13198 | Ga. Ct. App. | Mar 20, 1922

Stephens, J.

This was a proceeding instituted in the superior court of Johnson county by E. L. Stephens, solicitor-general of the Dublin judicial circuit, acting for and in behalf of the State of Georgia, for the purpose of validating a proposed issue of bonds authorized by an election held in Scott school district. The defendants in error regularly intervened and demurred to the proceedings, upon the ground that it does not appear from the petition that any notice of the proposed election was published in a newspaper for the space of thirty days next preceding the day of the election, as required by law. The court sustained the demurrer and dismissed the petition, and to this judgment the petitioners except.

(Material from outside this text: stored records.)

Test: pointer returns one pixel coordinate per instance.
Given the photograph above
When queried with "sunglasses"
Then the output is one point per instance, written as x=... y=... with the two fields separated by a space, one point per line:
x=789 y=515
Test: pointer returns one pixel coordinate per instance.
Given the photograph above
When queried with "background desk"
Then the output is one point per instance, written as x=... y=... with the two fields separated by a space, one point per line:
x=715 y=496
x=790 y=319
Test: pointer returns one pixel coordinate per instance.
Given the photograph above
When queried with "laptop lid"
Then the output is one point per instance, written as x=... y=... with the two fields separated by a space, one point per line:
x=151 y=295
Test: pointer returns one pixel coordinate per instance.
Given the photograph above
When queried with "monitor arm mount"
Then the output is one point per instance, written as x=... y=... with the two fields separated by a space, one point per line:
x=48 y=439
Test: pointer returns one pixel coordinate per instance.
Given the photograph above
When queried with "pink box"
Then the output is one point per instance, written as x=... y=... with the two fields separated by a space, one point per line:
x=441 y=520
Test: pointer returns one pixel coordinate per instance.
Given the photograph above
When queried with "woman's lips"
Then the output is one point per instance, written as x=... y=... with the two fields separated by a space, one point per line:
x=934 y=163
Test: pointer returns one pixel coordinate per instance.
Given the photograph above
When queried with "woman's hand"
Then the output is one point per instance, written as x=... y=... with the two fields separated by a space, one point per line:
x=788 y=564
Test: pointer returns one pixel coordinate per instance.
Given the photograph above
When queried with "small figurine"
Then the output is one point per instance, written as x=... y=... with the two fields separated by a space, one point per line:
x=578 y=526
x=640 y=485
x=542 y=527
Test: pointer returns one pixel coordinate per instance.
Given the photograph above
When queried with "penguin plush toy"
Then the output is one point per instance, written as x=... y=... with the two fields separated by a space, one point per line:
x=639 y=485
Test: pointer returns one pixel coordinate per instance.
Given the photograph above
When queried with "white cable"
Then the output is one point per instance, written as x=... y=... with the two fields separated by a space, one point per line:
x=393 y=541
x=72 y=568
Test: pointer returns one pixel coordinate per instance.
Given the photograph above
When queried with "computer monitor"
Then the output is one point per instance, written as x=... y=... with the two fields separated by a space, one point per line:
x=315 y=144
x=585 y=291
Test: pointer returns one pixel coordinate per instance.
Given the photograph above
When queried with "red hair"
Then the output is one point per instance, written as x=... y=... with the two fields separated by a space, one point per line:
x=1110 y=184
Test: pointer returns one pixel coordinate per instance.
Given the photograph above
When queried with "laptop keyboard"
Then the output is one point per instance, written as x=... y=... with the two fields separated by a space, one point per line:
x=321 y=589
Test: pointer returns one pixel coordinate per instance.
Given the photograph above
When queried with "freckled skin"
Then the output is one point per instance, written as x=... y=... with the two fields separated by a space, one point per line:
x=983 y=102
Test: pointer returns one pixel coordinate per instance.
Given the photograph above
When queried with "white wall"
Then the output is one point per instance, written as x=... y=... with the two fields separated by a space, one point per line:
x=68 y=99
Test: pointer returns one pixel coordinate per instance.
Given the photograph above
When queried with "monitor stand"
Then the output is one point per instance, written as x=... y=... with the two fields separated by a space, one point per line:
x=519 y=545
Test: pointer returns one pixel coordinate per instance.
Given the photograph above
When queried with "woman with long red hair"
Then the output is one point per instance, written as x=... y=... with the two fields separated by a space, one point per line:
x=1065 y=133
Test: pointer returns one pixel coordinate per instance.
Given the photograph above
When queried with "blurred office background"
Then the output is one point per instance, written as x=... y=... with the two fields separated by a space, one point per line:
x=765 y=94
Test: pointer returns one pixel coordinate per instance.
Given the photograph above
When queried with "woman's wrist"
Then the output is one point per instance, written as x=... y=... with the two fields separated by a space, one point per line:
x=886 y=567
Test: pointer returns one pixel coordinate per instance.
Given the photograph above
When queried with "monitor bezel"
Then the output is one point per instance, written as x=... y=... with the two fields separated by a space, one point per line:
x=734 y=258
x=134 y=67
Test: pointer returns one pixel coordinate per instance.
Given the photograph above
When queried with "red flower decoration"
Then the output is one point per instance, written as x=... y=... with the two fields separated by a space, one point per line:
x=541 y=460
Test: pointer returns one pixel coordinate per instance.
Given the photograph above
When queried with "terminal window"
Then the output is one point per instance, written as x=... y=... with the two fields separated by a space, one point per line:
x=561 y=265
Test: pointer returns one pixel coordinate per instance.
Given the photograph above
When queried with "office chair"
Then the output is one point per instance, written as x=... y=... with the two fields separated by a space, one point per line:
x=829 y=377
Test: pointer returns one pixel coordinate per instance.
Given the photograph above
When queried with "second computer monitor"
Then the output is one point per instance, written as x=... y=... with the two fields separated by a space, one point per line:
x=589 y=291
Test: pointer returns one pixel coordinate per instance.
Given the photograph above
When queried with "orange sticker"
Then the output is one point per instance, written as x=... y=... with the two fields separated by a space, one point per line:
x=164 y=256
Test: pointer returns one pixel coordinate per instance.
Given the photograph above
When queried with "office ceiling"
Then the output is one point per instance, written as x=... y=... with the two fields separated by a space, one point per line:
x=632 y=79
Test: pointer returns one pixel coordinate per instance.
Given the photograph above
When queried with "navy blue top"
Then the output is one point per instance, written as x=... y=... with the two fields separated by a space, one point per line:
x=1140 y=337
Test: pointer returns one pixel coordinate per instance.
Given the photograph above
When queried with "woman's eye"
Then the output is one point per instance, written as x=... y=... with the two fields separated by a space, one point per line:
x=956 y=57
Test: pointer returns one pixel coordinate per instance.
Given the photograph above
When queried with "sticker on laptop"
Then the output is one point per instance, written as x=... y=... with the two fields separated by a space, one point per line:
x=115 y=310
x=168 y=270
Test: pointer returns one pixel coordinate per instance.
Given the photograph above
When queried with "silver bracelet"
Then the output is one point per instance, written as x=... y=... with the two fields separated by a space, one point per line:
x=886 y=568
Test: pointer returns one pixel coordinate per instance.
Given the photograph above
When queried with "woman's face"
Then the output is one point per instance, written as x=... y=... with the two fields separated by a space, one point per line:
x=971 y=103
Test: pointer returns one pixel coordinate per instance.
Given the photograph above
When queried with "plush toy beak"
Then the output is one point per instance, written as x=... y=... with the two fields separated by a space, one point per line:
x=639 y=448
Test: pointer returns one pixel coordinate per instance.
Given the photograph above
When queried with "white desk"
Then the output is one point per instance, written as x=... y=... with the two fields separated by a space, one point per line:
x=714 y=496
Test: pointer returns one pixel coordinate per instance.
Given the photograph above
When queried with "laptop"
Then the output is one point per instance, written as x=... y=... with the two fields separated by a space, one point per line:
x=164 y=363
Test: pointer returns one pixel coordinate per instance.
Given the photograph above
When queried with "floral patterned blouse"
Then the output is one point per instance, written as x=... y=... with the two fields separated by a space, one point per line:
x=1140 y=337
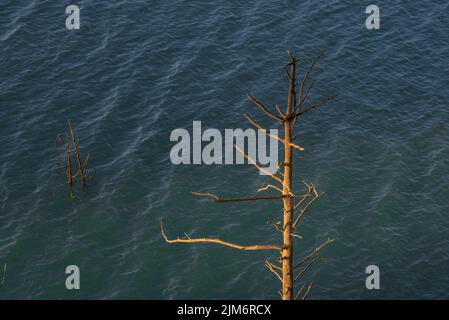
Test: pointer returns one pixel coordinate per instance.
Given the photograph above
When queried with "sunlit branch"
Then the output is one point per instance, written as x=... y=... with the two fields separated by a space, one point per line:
x=253 y=122
x=314 y=252
x=265 y=110
x=218 y=241
x=257 y=165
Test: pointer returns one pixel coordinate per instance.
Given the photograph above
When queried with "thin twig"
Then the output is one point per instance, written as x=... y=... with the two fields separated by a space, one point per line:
x=314 y=252
x=271 y=267
x=272 y=135
x=3 y=276
x=218 y=241
x=308 y=291
x=257 y=165
x=265 y=110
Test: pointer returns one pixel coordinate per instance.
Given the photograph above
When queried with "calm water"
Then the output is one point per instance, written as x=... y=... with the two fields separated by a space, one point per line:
x=136 y=70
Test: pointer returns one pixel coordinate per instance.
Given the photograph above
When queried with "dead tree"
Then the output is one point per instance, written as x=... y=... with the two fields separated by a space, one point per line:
x=294 y=206
x=72 y=143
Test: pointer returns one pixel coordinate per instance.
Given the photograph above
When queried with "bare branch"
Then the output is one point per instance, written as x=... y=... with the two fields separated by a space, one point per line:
x=316 y=105
x=272 y=267
x=2 y=282
x=303 y=211
x=307 y=268
x=253 y=122
x=275 y=225
x=265 y=110
x=206 y=194
x=312 y=65
x=314 y=252
x=299 y=292
x=257 y=165
x=267 y=186
x=305 y=197
x=218 y=241
x=301 y=101
x=308 y=291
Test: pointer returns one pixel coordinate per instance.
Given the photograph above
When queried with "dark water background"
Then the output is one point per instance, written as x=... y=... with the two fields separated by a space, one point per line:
x=136 y=70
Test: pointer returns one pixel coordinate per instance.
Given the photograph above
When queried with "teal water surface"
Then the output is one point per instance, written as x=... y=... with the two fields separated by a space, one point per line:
x=136 y=70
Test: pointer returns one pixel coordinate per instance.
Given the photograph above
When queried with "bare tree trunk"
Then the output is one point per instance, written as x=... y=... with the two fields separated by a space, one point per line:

Neither the petition nor the notice declaring the result of the election, given by the trustees of the school district to the solicitor-general, shows that such notice was given. The election was called upon the question of issuing bonds for school purposes, and was held under the authority of section 143 of the code of school laws enacted by the legislature of this State, approved August 19, 1919 (Ga. L. 1919, pp. 345-6). This section provides that when an election is called under its authority, the authorities named therein shall “call such election in terms of law now provided for a county issue of bonds except as herein otherwise provided.” It follows, therefore, that in the absence of any provision in this act as to any notice required as a condition precedent to the holding of the election, the provision as to notice required when an election is called for a county issue of bonds applies. The notice there required is publication in the newspaper in which the sheriff’s advertisements for the county are published, for a space of thirty days next preceding the day of the election. Civil Code (1910), § 440.

It is contended by the plaintiffs that section 143 of the code of school laws adopted in 1919 contains a specific provision providing that only ten days notice, under certain conditions, be given prior to the holding of an election called under this act, and that this provision renders inoperative the provision as to 30-days notice *414in the Civil Code (1910), § 440, which regulates the issuance of bonds by counties, and which would otherwise be applicable • to elections held under the provisions of' section 143 of the act of 1919. The provision of section 143 of the act of 1919 thus relied on by the plaintiffs reads as follows: “ Said Board of Trustees or Board of Education may order such election to be held on the school site or other suitable place in the school district, consolidated district or county, of which they shall give notice by posting same at three public places in said school district, consolidated district or county, not less than ten days previous to said election." This provision as to ten-days notice, by its very terms, applies only when the proposed election is to be held at some place other than the regular voting or election precinct in the district, without which notice the election must necessarily be held at the regular voting or election precinct as required by section 441 of the Civil Code (1910), governing an election for a county issue of bonds. This provision of section 143 of the act of 1919, providing for 10-days notice that-the election is “to be held on the school site or other suitable place in the school district,” is not the notice required as a condition precedent to the holding of the election, and therefore does not supersede the provision as to thirty-days notice required for a county issue of bonds which, unless “ otherwise provided,” is applicable to elections held under section 143 of the act of 1919.

It not appearing that the required thirty-days notice was given of the intention to hold the election, the proceeding instituted by the solicitor-general to validate the proposed issue of bonds was subject to the demurrer interposed. The court therefore did not err in sustaining the demurrer.

Judgment affirmed.

Jenkins, P. J., and Sill, J., concur.